First United Methodist Church of Tuscaloosa encourages mission teams to share Wednesday night family night with them each week.  Meals are free and are quite good – grilled cod, chicken over rice, mixed veggies, yeast rolls – there were over 150 church members there.  This week there will be an Ash
Wednesday service after the dinner.

There was also another small team of five that were from York, PA that worked on a double wide trailer’s roof.  Shirley, the homeowner, had brought her whole family into the house (25 people living in a double wide!).  The storm damaged the roof and it was leaking onto where the children were sleeping on the couch.  She had no stove so she was using a George Foreman grill.  She currently has 17 family members living with her who have been displaced.  She is handicapped and depressed.  One of the other team leaders just sat and talked with her – sometimes that is all that they want – someone they can talk to – this is a process of healing for them. 
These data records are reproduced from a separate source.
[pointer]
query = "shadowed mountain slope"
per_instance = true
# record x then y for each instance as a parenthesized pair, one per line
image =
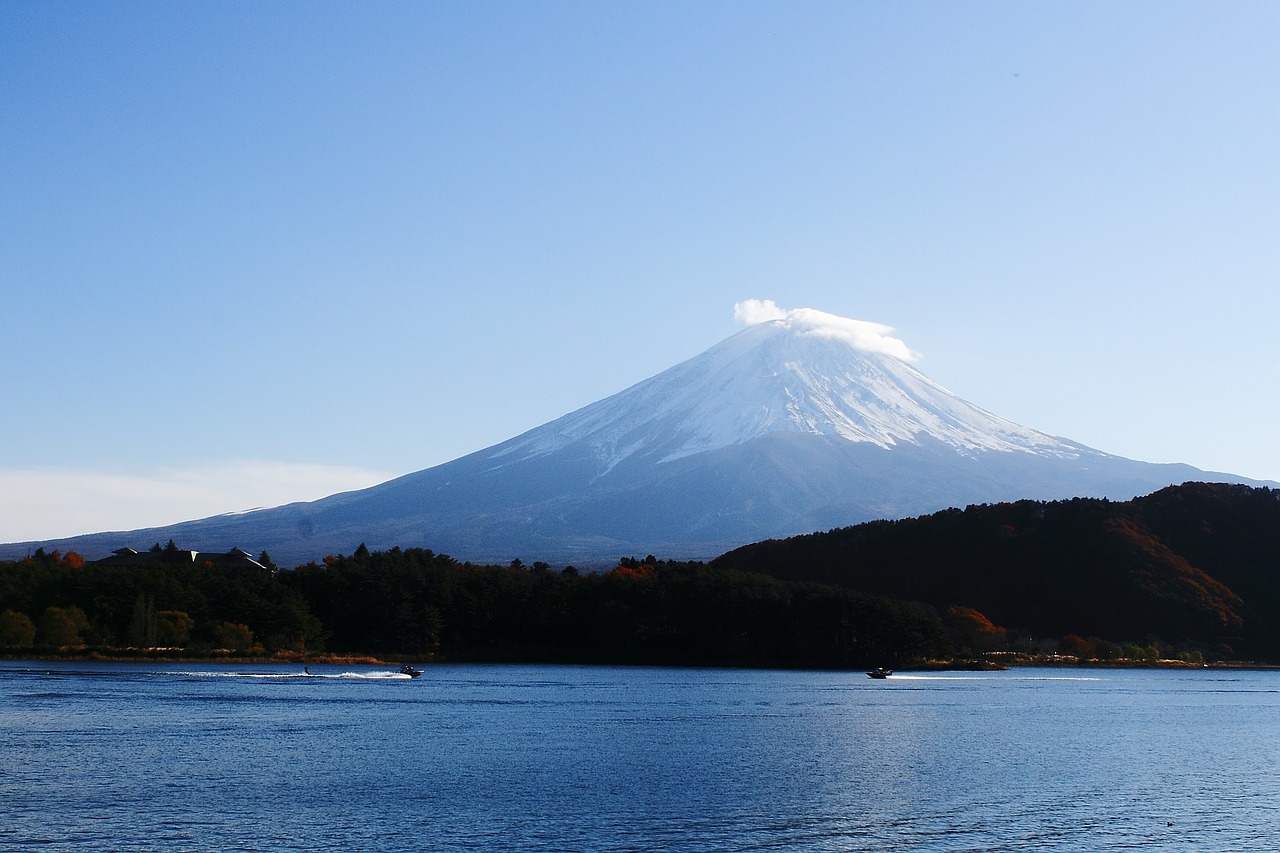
(801, 423)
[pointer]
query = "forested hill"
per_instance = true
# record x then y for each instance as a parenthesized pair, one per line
(1196, 562)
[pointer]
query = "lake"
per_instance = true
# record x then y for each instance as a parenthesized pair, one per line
(264, 757)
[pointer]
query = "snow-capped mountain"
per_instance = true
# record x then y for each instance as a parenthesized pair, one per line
(808, 374)
(801, 422)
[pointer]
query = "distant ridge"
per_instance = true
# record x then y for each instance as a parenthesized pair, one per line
(800, 422)
(1193, 562)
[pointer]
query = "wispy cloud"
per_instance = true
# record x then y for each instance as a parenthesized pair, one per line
(45, 503)
(862, 334)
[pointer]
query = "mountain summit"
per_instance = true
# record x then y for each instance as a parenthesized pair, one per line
(799, 372)
(800, 422)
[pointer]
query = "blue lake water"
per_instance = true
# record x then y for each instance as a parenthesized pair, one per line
(260, 757)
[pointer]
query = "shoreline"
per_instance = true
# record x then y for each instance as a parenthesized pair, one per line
(960, 665)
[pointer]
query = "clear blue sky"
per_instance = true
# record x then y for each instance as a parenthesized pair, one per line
(256, 252)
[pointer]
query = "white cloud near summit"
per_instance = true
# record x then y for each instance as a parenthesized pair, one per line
(860, 334)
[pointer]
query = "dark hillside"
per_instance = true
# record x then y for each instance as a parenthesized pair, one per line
(1197, 562)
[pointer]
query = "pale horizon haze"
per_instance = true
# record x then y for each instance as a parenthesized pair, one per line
(254, 254)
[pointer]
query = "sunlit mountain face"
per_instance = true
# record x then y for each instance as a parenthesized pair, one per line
(800, 422)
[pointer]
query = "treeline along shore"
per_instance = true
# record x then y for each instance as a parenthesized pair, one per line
(1191, 573)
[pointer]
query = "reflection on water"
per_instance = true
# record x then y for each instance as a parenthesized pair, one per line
(155, 757)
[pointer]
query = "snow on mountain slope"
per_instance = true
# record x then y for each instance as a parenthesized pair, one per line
(798, 372)
(801, 422)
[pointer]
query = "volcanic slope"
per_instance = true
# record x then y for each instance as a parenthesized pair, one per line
(803, 422)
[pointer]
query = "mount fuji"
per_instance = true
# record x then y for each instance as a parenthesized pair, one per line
(801, 422)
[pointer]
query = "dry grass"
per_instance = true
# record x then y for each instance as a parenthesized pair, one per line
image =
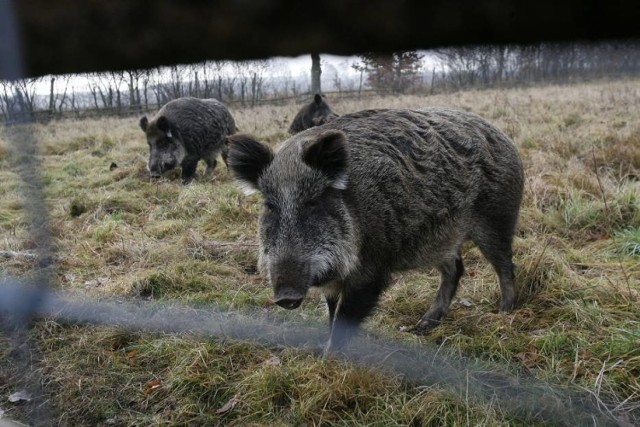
(119, 234)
The team from IN had invited us to dinner on Thursday and we gave a presentation of behind the scenes of UMCOR and how they determine who gets what and what the process is.  Fortunately, I had done some intake and case management at Galveston and some in MS so I was able to give them a bit more information than they came in with.  Ken filled in the gaps where I was not able to answer.  We make a great team!  I spoke with one of the Case Managers on Thursday and his assistant is going to CA to visit her grandbaby and when he found out I had done some case management, he said he would be checking with my “bosses” to see if they would release me to help him out for the remainder of the month.  I hope so.

Deloris (the homeowner) came with her grandson, BoBo, and she was in tears to see what had been accomplished.  The last time she had been in the house it had only the studs in.  She is so very happy to see it coming to completion.  We are hoping to be here when she does move in.  We are shooting for the end of the month.  In two weeks we are to have 50 people here, so it looks like it might be close.

Julie, Doloris, BoBo
Ken has worked on the handicap ramp extension – it is beautiful.


Ken checking over the drawing


Ken coming down his almost completed ramp




















We went to a play with the group from IN called “Noises”.  It was about behind the scenes of flubs of a play.  It was hysterical. 


Visit with my brother, Butch and his family
Melissa, Butch,  Jeremy, Julie & Jessica
That's all from Tuscaloosa this week.